Service Configuration
Timeouts
Services have client and server timeout.
For a service, the client timeout has no effect unless running in proxy mode, and hitting service directly. Normally, vserver client timeout overrides. If client timeout too long, resources get consumed e.g. in Fin_wait_1 (Netscaler sends FIN and client never acks)
If client timeout too short, you can port scan your end users (if using layer 2 or 3 mode)
(where the client sends a FIN, and the server sends more data, say after 8 seconds. The load balancer boxes have already dropped the state table and send packets with the server’s (Not VIP’s) IP address, and this looks like a port scan to the client.)
Server timeout on service – time before netscaler will close the connection to the service if it’s idle. E.g. time an IIS connection will be held open, hoping to be reused. In general, you want this to be less than the servers (IIS or apache’s) timeout if not using TCP Buffering
Apache KeepAliveTimeout 15 sec
IIS – 120 secs
For request/response UDP services, set –svrTimeout to 0. Changes the session that is created on receipt of UDP packet to last only 2 seconds, or until response packet is received, whichever is sooner.
Otherwise, with default of 120 seconds, Netscaler can run out of resources tracking UDP of sessions.

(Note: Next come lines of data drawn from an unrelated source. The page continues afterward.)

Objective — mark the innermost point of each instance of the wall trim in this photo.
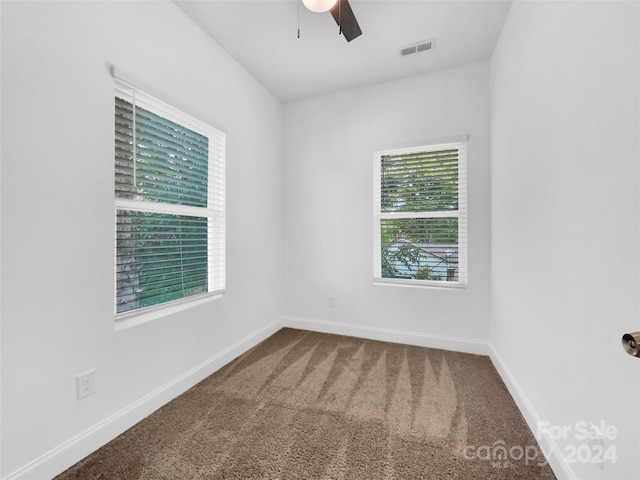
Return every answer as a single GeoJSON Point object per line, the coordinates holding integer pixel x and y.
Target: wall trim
{"type": "Point", "coordinates": [551, 449]}
{"type": "Point", "coordinates": [456, 344]}
{"type": "Point", "coordinates": [72, 451]}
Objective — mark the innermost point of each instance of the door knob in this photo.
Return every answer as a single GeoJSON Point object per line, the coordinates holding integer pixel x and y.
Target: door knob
{"type": "Point", "coordinates": [631, 343]}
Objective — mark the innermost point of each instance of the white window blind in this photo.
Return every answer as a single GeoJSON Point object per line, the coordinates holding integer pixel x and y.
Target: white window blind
{"type": "Point", "coordinates": [169, 202]}
{"type": "Point", "coordinates": [420, 219]}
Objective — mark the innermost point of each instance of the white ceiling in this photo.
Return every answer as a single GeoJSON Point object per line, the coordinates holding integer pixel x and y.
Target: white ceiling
{"type": "Point", "coordinates": [262, 37]}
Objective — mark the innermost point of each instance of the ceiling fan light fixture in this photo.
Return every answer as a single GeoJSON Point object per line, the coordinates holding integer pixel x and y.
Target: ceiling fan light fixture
{"type": "Point", "coordinates": [319, 6]}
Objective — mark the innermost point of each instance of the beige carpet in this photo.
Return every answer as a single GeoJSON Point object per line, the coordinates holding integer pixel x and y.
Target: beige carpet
{"type": "Point", "coordinates": [310, 405]}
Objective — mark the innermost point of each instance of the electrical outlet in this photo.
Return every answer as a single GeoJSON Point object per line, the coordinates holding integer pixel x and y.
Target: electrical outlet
{"type": "Point", "coordinates": [86, 384]}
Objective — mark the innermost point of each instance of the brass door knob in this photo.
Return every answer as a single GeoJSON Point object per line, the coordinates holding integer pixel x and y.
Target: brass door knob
{"type": "Point", "coordinates": [631, 343]}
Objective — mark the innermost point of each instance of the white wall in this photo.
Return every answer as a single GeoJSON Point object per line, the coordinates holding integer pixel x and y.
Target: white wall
{"type": "Point", "coordinates": [565, 196]}
{"type": "Point", "coordinates": [329, 145]}
{"type": "Point", "coordinates": [58, 219]}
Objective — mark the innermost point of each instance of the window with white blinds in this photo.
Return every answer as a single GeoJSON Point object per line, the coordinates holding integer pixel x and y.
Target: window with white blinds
{"type": "Point", "coordinates": [420, 215]}
{"type": "Point", "coordinates": [169, 203]}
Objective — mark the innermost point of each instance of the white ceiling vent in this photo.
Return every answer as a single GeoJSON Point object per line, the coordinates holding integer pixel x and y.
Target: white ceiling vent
{"type": "Point", "coordinates": [418, 47]}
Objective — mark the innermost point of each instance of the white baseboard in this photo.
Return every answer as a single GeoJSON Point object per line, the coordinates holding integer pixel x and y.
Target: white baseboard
{"type": "Point", "coordinates": [60, 458]}
{"type": "Point", "coordinates": [455, 344]}
{"type": "Point", "coordinates": [548, 445]}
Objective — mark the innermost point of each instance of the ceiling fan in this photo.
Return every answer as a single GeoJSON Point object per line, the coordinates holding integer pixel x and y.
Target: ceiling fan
{"type": "Point", "coordinates": [342, 14]}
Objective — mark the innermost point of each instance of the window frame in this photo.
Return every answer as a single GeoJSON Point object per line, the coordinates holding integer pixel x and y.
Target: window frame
{"type": "Point", "coordinates": [459, 142]}
{"type": "Point", "coordinates": [214, 211]}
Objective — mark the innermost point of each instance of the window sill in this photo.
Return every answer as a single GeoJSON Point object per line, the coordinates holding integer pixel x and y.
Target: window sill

Client Keep alive is not necessary for clients to have persistent reused connections UNLESS the server does not support them. Then the netscaler keeps a single client connection open, and will send data from several connections to servers down the same connection to the client. But it should be on for every service just in case.
Always set Max Clients
By setting a ceiling on the number of open TCP connections between the NS and the servers, you can keep TCP connection overhead from becoming an exacerbating issue when servers are under high load. Generally, we’ve observed that web servers have a “sweet spot” — depending a great deal on the platform, size of an average response and the type of content — at which they can deliver the maximum HTTP response rate. Also, if maxClient is already set on the servers (in apache config, etc – no equivalent in IIS), then it would be important to keep the NS from attempting to open more TCP connections than the server will accept. Note: Usually need to set netscaler MaxClients setting for a service slightly lower than apache config, to allow for monitoring connections, etc.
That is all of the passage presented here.